Understand the scope of the breach

  1. Review all activities done by the app.
  2. If you suspect that an app is suspicious, we recommend that you investigate the app’s name and Reply URL in different app stores. When checking app stores, focus on the following types of apps:
    • Apps that have been created recently.
    • Apps with a suspicious Reply URL
    • Apps that haven't been recently updated.
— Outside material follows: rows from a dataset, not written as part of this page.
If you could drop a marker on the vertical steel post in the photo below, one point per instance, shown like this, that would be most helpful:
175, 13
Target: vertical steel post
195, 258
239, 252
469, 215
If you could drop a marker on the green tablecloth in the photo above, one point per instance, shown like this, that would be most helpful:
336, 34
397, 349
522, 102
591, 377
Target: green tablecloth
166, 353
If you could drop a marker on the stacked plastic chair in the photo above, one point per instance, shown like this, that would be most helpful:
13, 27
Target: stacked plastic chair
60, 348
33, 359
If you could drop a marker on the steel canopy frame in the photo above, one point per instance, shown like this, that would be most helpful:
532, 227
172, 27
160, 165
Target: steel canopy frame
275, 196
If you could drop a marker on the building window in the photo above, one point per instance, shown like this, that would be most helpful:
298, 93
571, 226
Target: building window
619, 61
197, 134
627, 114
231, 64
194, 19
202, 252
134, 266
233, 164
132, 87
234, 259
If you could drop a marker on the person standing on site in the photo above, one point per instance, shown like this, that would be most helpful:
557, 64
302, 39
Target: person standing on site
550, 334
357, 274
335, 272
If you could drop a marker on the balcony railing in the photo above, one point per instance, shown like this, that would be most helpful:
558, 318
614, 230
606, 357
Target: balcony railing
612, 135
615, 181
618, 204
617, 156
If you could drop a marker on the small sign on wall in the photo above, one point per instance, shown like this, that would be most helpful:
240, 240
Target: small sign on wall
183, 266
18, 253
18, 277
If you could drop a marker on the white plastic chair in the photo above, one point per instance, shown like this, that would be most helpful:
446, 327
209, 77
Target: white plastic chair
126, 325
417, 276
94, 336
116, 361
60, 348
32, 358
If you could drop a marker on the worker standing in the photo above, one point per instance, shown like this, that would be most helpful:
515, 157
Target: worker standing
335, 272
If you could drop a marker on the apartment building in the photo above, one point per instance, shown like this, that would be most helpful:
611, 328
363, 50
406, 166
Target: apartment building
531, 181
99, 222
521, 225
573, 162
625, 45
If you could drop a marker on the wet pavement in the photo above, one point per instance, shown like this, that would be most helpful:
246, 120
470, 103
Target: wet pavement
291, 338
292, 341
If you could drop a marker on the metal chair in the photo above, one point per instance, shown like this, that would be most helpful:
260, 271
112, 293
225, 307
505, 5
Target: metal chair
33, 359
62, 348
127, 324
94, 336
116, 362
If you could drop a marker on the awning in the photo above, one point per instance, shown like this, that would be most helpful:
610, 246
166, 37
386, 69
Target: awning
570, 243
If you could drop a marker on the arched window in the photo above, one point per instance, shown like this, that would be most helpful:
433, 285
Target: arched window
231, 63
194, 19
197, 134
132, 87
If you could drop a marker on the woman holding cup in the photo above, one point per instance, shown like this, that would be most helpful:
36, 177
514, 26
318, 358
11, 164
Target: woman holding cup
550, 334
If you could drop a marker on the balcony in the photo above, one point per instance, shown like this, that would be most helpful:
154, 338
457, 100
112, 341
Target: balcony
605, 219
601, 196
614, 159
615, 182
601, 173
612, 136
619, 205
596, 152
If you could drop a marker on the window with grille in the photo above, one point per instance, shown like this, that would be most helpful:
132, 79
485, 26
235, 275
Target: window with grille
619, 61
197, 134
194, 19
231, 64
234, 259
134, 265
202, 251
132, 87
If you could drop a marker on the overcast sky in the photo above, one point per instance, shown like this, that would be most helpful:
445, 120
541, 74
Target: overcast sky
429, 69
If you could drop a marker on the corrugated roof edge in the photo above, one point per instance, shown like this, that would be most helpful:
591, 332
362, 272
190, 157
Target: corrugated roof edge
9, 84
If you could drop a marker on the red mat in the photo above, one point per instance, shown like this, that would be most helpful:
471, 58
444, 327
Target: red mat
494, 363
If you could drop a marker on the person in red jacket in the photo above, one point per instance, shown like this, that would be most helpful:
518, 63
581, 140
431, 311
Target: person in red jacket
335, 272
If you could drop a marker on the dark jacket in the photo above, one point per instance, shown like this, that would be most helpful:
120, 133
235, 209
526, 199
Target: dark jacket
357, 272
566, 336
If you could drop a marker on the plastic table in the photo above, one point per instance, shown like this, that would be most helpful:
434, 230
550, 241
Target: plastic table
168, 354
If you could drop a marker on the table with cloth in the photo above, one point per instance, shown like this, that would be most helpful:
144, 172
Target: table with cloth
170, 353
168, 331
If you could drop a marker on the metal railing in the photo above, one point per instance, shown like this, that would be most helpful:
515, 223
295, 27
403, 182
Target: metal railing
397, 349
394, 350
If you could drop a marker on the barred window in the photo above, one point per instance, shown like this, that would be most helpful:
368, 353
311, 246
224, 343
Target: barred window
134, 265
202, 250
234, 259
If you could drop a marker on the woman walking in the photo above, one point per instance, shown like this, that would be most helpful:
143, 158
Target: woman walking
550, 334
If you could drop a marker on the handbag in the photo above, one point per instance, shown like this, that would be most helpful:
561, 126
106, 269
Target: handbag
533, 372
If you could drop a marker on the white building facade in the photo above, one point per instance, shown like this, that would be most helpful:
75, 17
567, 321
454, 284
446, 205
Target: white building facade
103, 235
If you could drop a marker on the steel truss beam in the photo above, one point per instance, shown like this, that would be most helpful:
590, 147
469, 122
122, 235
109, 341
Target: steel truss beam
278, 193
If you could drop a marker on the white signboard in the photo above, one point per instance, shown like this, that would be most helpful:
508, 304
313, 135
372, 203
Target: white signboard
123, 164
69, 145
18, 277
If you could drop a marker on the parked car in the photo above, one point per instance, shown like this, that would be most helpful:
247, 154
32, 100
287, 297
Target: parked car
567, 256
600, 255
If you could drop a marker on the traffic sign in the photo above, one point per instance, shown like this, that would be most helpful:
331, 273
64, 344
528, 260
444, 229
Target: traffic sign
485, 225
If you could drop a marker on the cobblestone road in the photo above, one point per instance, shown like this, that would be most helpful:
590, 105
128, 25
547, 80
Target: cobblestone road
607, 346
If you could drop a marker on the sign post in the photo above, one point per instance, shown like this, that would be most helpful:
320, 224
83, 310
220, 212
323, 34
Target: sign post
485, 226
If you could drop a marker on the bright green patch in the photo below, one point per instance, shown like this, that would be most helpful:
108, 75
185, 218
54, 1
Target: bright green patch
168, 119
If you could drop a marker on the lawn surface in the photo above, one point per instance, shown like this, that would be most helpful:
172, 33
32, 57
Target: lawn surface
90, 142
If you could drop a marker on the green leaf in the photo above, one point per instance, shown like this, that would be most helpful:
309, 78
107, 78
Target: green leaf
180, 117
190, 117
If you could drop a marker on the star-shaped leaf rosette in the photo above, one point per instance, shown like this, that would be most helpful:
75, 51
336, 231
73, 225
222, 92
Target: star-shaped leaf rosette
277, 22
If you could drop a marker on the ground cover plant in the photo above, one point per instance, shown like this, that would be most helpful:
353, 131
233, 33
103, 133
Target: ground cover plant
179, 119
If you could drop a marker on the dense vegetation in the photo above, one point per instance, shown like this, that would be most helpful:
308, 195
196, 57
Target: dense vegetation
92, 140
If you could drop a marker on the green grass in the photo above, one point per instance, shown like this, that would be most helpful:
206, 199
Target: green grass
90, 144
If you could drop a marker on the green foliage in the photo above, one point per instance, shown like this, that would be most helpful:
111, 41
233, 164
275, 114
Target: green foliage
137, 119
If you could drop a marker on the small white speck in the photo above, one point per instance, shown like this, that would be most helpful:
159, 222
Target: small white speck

Lack of updates might indicate the app is no longer supported.
  3. If you still suspect that an app is suspicious, you can research the app name, publisher name, and reply URL online

Persistence alerts

This section describes alerts indicating that a malicious actor may be attempting to maintain their foothold in your organization.

App with Suspicious OAuth scope creates Inbox Rule

Severity: Medium

MITRE ID’s: T1137.005, T1114

This detection identifies an OAuth App that consented to suspicious scopes, creates a suspicious inbox rule, and then accessed users mail folders and messages through the Graph API. Inbox rules, such as forwarding all or specific emails to another email account, and Graph calls to access emails and send to another email account, may be an attempt to exfiltrate information from your organization.

TP or FP?

  • TP: If you can confirm that inbox rule was created by an OAuth third-party app with suspicious scopes delivered from an unknown source, then a true positive is indicated.

    Recommended action: Disable and remove the app, reset the password, and remove the inbox rule.

    Follow the tutorial on how to Reset a password using Azure Active Directory and follow the tutorial on how to remove the inbox rule.

  • FP: If you can confirm that app created an inbox rule to a new or personal external email account for legitimate reasons.

    Recommended action: Dismiss the alert.

Understand the scope of the breach

  1. Review all activities done by the app.
  2. Review the scopes granted by the app.
  3. Review the inbox rule action and condition created by the app.

Collection alerts

This section describes alerts indicating that a malicious actor may be attempting to gather data of interest to their goal from your organization.

App made anomalous Graph calls to read e-mail

Severity: Medium

MITRE ID: T1114

This detection identifies when Line of Business (LOB) OAuth App accesses an unusual and high volume of user's mail folders and messages through the Graph API, which can indicate an attempted breach of your organization.

TP or FP?

  • TP: If you can confirm that the unusual graph activity was performed by the Line of Business (LOB) OAuth App, then a true positive is indicated.

    Recommend actions: Temporarily disable the app and reset the password and then re-enable the app.

    Follow the tutorial on how to Reset a password using Azure Active Directory.

  • FP: If you can confirm that the app is intended to do unusually high volume of graph calls.

    Recommended action: Dismiss the alert.

Understand the scope of the breach

  1. Review the activity log for events performed by this app to gain a better understanding of other Graph activities to read emails and attempt to collect users sensitive email information.
  2. Monitor for unexpected credential being added to the app.